Is there ever a reasonable way to await one a Python awaitable without being in coroutine context?

Awaiting a Python awaitable means delegating send/throw/close when it's possible. That's the goal of this PR, to make things as much as it would be done in pure Python.

Actually, it would be technically feasible to "await" a python awaitable in a Rust runtime, but the main issue is that Python async stack is not supposed to be thread safe, and I assume that most awaitables assume to be run by a Python event loop by using asyncio API, so you should expect to have issue if you don't use the Python runtime.
Another point is that Python awaitables have a different semantic than Rust future regarding cancellation: Python awaitable should always be run until completion, there is no such thing as "dropped in the middle of execution" like Rust future (otherwise, finally block are not executed, and that's so much counterintuitive to debug; I speak from experience, as I've already seen encountered nasty things like this).

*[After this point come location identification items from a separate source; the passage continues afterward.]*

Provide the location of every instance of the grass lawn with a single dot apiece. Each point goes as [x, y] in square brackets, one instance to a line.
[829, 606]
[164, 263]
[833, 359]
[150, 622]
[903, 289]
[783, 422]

So wrapping an awaitable in a Rust future that is not guaranteed to be polled into completion is not the best thing to do — Coroutine are not technically guaranteed to be run until completion, but again, they are supposed to be run on the Python event loop.
That's why I didn't think at that time it's worth to allow something almost guaranteed to behave or fail badly, and I put this conservative protection, i.e. only allows await_in_coroutine inside "coroutine context"; I do think that panicking is better that returning a PyErr wrapping things like RuntimeError: no running event loop.

API question: do you think it's better to have it this way or as a method on PyAnyMethods?

I didn't think about it, but yes, it could be better than a badly named free function like this one.